Top 5 players chocolate confectionery China 2011-2014
Source: Euromonitor International
In China, Nestlé admits that “they lost touch with the market and they need to reconnect”. Some of the reasons given for these disappointing sales were failing to come up with a product offer that is adapted to a changing consumer that sits between the traditional and the new generation. An example of this was gift giving, which is strongly rooted in Chinese culture, slowly fading away as the Chinese consumer becomes more modern. Therefore one can assume that typical foods that would be given as a gift, such as boxed assortments, would be on the decline. However, the opposite holds true. Boxed assortments in China has shown a double digit growth of 13% in retail value over 2013-2014. Ferrero, which is famed for its boxed assortments and relies heavily on gift giving with its premium assortments, outperformed Nestlé with 19% growth in 2014. It is its premium chocolate status that gives Ferrero its added value, something Nestlé says it wants to aim for too.
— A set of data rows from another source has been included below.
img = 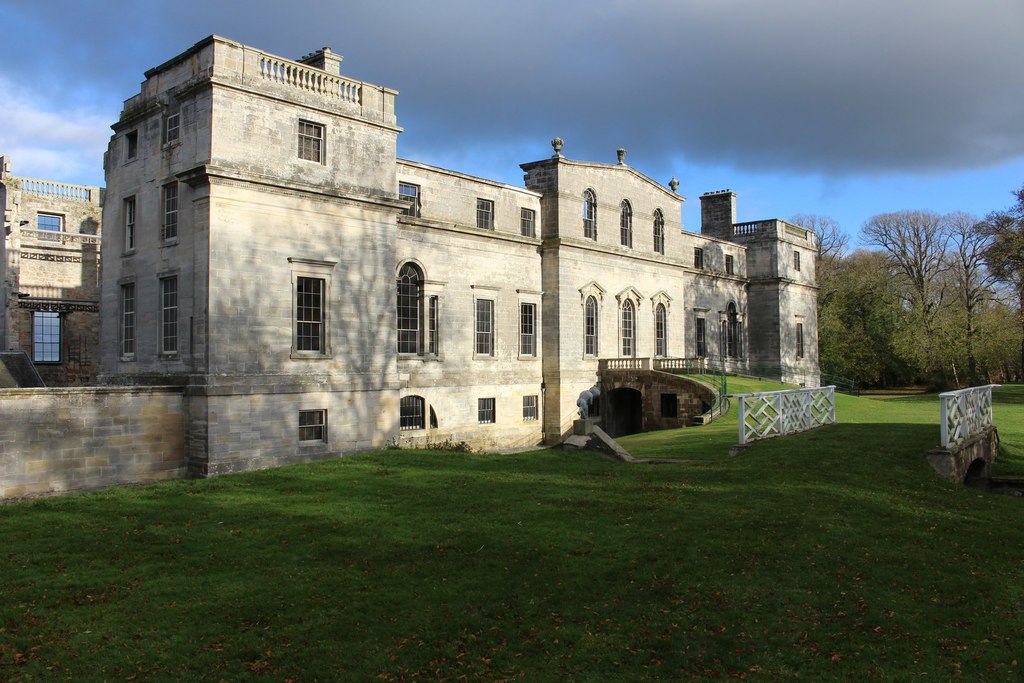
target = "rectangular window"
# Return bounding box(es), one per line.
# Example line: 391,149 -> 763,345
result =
398,396 -> 425,431
476,299 -> 495,355
32,310 -> 60,362
693,317 -> 708,358
398,182 -> 420,218
522,394 -> 538,422
295,276 -> 326,353
164,113 -> 181,143
299,411 -> 327,443
125,130 -> 138,162
161,182 -> 178,242
519,303 -> 537,355
476,398 -> 495,425
121,283 -> 135,357
160,276 -> 178,355
124,197 -> 135,251
476,199 -> 495,230
299,121 -> 324,164
427,296 -> 437,355
519,209 -> 537,238
36,213 -> 63,242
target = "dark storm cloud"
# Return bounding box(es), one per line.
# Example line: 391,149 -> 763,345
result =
0,0 -> 1024,175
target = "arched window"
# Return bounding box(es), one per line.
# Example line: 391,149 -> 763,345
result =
654,209 -> 665,254
618,200 -> 633,249
583,297 -> 597,355
654,303 -> 669,356
623,299 -> 636,358
583,189 -> 597,240
398,396 -> 419,430
397,263 -> 423,353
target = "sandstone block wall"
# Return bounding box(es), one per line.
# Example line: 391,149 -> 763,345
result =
0,387 -> 185,498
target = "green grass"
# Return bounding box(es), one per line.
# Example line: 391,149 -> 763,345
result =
0,378 -> 1024,681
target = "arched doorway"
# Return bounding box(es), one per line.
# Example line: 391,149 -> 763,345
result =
601,387 -> 643,437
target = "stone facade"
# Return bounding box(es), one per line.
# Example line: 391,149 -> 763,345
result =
100,36 -> 817,476
0,157 -> 102,386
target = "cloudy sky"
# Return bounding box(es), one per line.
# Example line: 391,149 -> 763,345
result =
0,0 -> 1024,241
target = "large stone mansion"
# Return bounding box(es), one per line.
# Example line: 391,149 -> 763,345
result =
12,36 -> 818,475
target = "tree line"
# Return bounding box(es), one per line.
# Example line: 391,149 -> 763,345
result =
790,186 -> 1024,389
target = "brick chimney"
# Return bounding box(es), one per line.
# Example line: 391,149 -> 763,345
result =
700,189 -> 736,239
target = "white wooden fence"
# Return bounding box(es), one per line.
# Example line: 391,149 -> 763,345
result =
733,386 -> 836,445
939,384 -> 1001,449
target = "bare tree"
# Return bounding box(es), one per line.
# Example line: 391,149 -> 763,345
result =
861,211 -> 949,379
943,211 -> 995,384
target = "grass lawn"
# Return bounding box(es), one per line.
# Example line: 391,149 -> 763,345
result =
0,385 -> 1024,681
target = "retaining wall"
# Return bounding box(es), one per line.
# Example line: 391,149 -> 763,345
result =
0,387 -> 185,498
Leading brands that are gaining market share in the Chinese chocolate confectionery market are Ferrero Rocher, Hershey’s Kisses and M&M – so what is it that these brands have in common? Not much in terms of product formulation yet continued investment in the Chinese market is paying off. Mars is trying to build iconic brands by opening up its first M&M World flagship store in Shanghai and Hershey is investing heavily to expand distribution through its latest acquisition Shanghai Golden Monkey Food Company in 2014.
Outlook for 2015
In 2015, Nestlé is aiming for organic growth of “around 5%”, expecting similar conditions to 2014. However, with world GDP expected to be lower this year than in 2014 according to the IMF, it’s more likely Nestle will hit the lower end of its 5% aim as the nature of its business is quite GDP-linked. Moving forward, whilst Nestlé is shifting its reliance on food towards health care, it does generate one third of its business from confectionery and frozen processed food. Therefore it is unlikely it will disinvest these categories just yet.
Having said that quite a lot of “loose” sales come from smaller categories such as spreads, pasta, meal replacement and sweet and savoury snacks where sales have been underperforming over the last five years, and have contributed little to overall 2014 growth. Perhaps Nestlé should rebalance its portfolio away from these categories and instead focus on strategically chosen iconic food brands if it wishes to shift its reliance to health care in the longer term.
Nestlé is facing the same headwinds as in 2014 but the group as a whole has still managed to deliver steady growth given the market conditions and will continue to lead global packaged food with a strong 3.4% share in 2014. It will take serious investment and competitive edge for the number two player Mondelez to close the gap with Nestlé. A gap which is roughly equivalent to the combined sales of a handful of Nestlé’s iconic brands: Stouffer’s, Kit Kat and Häagen-Dazs. Yet with the company refocusing its investment on nutrition and healthcare, who is to say that it won’t?